Headergrafik zur Evaluierung von Open-Source-Projekten

Zielbild & KO-Kriterien

Kläre zuerst den Einsatzkontext. Definiere Muss-Anforderungen, regulatorische Vorgaben und Integrationsgrenzen. Lege gleichzeitig KO-Kriterien fest, bei denen ein Projekt sofort ausscheidet.

Diese Kriterien sollten stehen, bevor attraktive Funktionen oder eine starke Community die Bewertung verzerren.

  • Typische KO-Kriterien sind eine unpassende Lizenz, kritische ungefixte Sicherheitslücken oder ein fehlender Datenexport

Schnellcheck

Ein kurzer Schnellcheck spart Zeit. So erkennst du früh, ob sich eine vertiefte Evaluierung lohnt. Er ersetzt aber keine Detailprüfung.

  • Letzte Releases und Commit-Aktivität auf GitHub in den letzten 6-12 Monaten
  • Wie lange existiert das Projekt und wie kontinuierlich wird es weiterentwickelt?
  • Offene kritische Issues und bekannte CVEs
  • Lizenztyp und offensichtliche Ausschlussgründe
  • Qualität der Dokumentation für Installation, Betrieb und Migration
  • Sichtbarer produktiver Einsatz in realen Organisationen

Use-Case-Fit & Komplexitätsrisiko

Ein Projekt ist nicht automatisch gut, nur weil es viel kann. Ein zu grosser Funktionsumfang erhöht oft die Komplexität, verlängert die Einführung und steigert den Betriebsaufwand.

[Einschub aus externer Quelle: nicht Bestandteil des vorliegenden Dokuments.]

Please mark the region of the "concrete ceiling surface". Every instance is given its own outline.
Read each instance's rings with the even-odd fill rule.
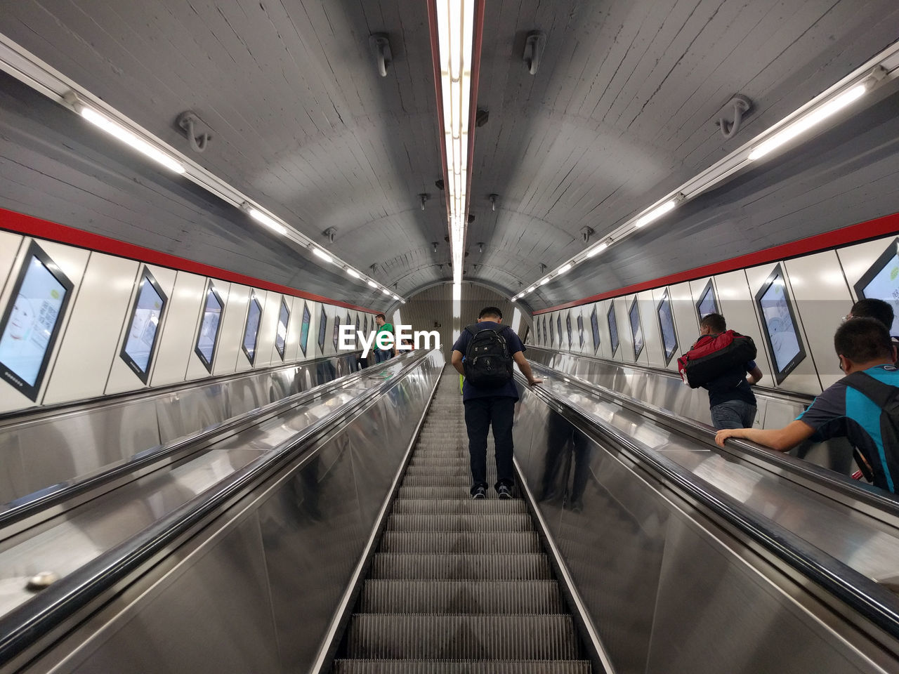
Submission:
[[[475,136],[466,278],[518,292],[539,263],[583,248],[582,227],[611,231],[895,40],[896,26],[895,0],[490,0],[477,93],[490,120]],[[547,33],[533,76],[521,61],[531,30]],[[381,31],[393,52],[384,78],[369,47]],[[174,120],[192,110],[213,135],[198,163],[323,244],[335,228],[329,249],[362,270],[377,265],[374,278],[400,294],[450,278],[423,0],[18,0],[4,4],[0,32],[187,154]],[[715,121],[737,93],[754,109],[725,140]],[[2,205],[267,280],[314,275],[337,298],[370,297],[236,209],[92,139],[71,113],[36,104],[40,119],[27,120],[27,101],[14,93],[3,111],[0,181],[15,196]],[[531,306],[899,210],[891,190],[865,187],[896,173],[895,124],[884,109],[869,114],[872,127],[841,125],[821,152],[697,200]],[[70,134],[89,166],[67,149]],[[245,252],[242,238],[253,239]]]

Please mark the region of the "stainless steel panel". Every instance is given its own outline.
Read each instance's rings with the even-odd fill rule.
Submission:
[[[719,541],[673,515],[647,674],[813,670],[877,670]]]
[[[282,671],[255,515],[198,557],[56,671]]]

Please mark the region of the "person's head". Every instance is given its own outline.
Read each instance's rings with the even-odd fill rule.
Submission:
[[[876,318],[889,330],[893,327],[893,307],[882,299],[866,297],[852,305],[846,318]]]
[[[840,357],[840,369],[847,375],[896,359],[890,333],[876,318],[846,321],[833,335],[833,349]]]
[[[485,306],[481,309],[481,313],[477,315],[477,320],[503,323],[503,312],[496,306]]]
[[[727,324],[720,314],[706,314],[699,321],[699,334],[721,334],[725,330]]]
[[[31,300],[24,295],[18,295],[13,304],[13,312],[9,316],[9,336],[13,340],[21,340],[34,324],[36,317]]]

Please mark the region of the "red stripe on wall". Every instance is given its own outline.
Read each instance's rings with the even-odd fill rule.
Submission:
[[[567,302],[557,306],[550,306],[548,309],[540,309],[539,311],[535,311],[534,315],[546,314],[550,311],[558,311],[559,309],[568,309],[572,306],[580,306],[592,302],[598,302],[601,299],[631,295],[642,290],[650,290],[654,288],[662,288],[675,283],[702,279],[707,276],[723,274],[725,271],[755,267],[759,264],[773,262],[778,260],[788,260],[799,257],[800,255],[807,255],[810,253],[820,253],[821,251],[831,250],[832,248],[841,248],[850,244],[858,244],[861,241],[875,239],[878,236],[886,236],[886,235],[896,234],[897,232],[899,232],[899,213],[894,213],[893,215],[884,216],[883,217],[877,217],[868,222],[860,222],[858,225],[850,225],[841,229],[834,229],[832,232],[815,235],[814,236],[799,239],[789,244],[776,245],[772,248],[765,248],[756,253],[740,255],[739,257],[734,257],[730,260],[715,262],[714,264],[707,264],[704,267],[697,267],[688,271],[681,271],[671,276],[663,276],[643,283],[635,283],[633,286],[627,286],[619,288],[617,290],[600,293],[599,295]]]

Eine schlankere Lösung mit besserem Problem-Fit ist in der Praxis oft robuster und günstiger.

  • Deckt die Lösung eure Muss-Anforderungen ohne Workarounds ab?
  • Welche Funktionen sind für euch Ballast?
  • Erhöht der Funktionsumfang den Schulungs- und Administrationsaufwand?
  • Gibt es eine schlankere Alternative mit vergleichbarem Nutzen?

Alltagsnutzung: Mobile, Sprachen, Berechtigungen & SSO

Viele Projekte wirken im Test überzeugend, scheitern später aber bei mobilem Einsatz, Sprachunterstützung oder beim Rollenmodell. Prüfe deshalb früh, ob die Lösung zu euren Abläufen und Verantwortlichkeiten passt.

  • Ist Mobile-Support vorhanden als native App, PWA oder über Drittanbieter?
  • Falls Mobile relevant ist, gibt es eine ausreichende Feature-Parität zur Web-Version?
  • Unterstützt die Lösung die benötigten Sprachen für Benutzeroberfläche und Inhalte?
  • Passt das Berechtigungssystem zu euren Rollen, Teams und möglichen Mandanten?
  • Lassen sich Rechte granular und revisionssicher verwalten?
  • Gibt es SSO-Support über OIDC oder SAML?
  • Falls nötig, gibt es Provisionierung über SCIM oder eine gleichwertige Alternative?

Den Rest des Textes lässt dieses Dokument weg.